I.n. IL-33 treatment attenuates ConA-induced hepatitis. (A) WT mice received three daily i.n. IL-33 treatment and i.v. injected with ConA one month later. Mice were analyzed 1 week after ConA treatment. (B) Mice were weighed daily after ConA injections. Black, blue and red asterisks indicate statistically significant differences between -IL33/-ConA vs. -IL33/+ConA, +IL33/-ConA vs. +IL33/+ConA, and -IL33/+ConA vs. +IL33/+ConA, respectively.
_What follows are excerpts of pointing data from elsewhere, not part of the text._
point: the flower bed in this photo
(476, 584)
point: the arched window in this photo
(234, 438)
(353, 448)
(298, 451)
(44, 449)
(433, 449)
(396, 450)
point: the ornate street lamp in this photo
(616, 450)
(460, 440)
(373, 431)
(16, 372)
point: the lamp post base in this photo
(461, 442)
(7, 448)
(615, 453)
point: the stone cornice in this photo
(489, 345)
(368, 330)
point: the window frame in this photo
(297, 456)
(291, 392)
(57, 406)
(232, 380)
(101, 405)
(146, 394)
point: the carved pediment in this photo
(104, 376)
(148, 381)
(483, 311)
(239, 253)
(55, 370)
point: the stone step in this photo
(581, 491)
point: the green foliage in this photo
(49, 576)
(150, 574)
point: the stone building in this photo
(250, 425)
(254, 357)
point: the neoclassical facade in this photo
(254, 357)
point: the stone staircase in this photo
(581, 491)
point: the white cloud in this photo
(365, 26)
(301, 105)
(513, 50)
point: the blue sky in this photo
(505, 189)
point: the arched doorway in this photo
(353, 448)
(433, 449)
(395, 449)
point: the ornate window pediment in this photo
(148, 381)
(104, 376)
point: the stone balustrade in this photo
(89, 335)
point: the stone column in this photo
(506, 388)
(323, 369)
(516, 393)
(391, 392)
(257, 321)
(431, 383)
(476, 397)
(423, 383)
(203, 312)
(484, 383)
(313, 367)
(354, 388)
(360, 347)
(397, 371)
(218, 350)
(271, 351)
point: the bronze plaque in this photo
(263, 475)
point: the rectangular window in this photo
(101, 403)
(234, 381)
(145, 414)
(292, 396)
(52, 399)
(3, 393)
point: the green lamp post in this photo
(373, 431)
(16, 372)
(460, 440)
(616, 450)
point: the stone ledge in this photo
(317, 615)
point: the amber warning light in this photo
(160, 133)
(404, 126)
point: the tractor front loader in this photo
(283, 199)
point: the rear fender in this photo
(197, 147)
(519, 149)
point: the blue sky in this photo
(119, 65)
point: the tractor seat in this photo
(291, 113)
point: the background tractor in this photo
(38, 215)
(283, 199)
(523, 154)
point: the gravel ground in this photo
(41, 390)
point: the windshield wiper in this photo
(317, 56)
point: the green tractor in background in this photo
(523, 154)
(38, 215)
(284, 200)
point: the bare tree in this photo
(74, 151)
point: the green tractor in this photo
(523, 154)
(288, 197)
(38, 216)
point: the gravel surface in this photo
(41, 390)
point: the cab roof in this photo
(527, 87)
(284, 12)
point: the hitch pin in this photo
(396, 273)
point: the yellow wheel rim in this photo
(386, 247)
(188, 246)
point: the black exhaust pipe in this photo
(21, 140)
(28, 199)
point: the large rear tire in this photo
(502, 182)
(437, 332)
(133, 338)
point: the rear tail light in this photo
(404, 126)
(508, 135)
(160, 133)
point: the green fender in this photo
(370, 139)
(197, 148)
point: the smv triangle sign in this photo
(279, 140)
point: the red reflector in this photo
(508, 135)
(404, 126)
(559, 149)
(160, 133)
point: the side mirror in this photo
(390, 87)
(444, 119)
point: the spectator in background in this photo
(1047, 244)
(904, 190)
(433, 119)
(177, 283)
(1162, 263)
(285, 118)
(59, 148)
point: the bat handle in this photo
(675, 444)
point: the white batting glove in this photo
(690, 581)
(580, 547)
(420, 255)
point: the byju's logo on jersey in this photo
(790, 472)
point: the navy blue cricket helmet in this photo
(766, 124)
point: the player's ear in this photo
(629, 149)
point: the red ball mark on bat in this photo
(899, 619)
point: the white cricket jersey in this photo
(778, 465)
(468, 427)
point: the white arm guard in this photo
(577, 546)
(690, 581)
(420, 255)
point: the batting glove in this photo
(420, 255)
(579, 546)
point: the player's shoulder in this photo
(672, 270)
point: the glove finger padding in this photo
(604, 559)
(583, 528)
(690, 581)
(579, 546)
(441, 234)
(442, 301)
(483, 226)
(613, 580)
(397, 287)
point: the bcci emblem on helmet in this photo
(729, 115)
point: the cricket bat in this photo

ILC2s (C), myeloid cells (D), CD206⁺ macrophages (E) and transcripts of indicated genes (F) were quantified in the liver. (G) Picrosirius red staining of -IL33/+ConA (red) and +IL33/+ConA (black) treated livers at low (left, scale bar = 200 µm) and high (right, scale bar = 50 µm) magnifications. (H) Picrosirius red+ area was quantified in -IL33/+ConA (red circles) and +IL33/+ConA (black squares) treated livers. (I–P) CD127 cKO mice were treated and analyzed as described in (A) The percentage body weights of -IL33/+ConA treated WT (circles) and cKO (squares) mice 24 hours after ConA treatment was calculated with respect to the weights at the time of ConA injections (I). Mice were weighed daily after ConA injections (J). ILC2s (K), myeloid cells (L), CD206⁺ macrophages (M) and transcripts of indicated genes (N) were quantified in the liver. (O) Picrosirius red staining of -IL33/+ConA (red) and +IL33/+ConA (black) treated livers at low (left, scale bar = 200 µm) and high (right, scale bar = 50 µm) magnifications. (P) Picrosirius red+ area was quantified in -IL33/+ConA (red circles) and +IL33/+ConA (black squares) livers. “+/-” indicates presence or absence of i.n. IL-33 and i.v. ConA treatments, respectively. Data shown are mean ± SEM. n = 4-8 (B–H), n = 6-8 (I–P). Two-way ANOVA with Bonferroni correction (B–F, K–N) or unpaired two-tailed t test (H–J, P) was used to determine statistical significance. *P ≤ 0.05, **P ≤ 0.01, ***P ≤ 0.001, ****P ≤ 0.0001.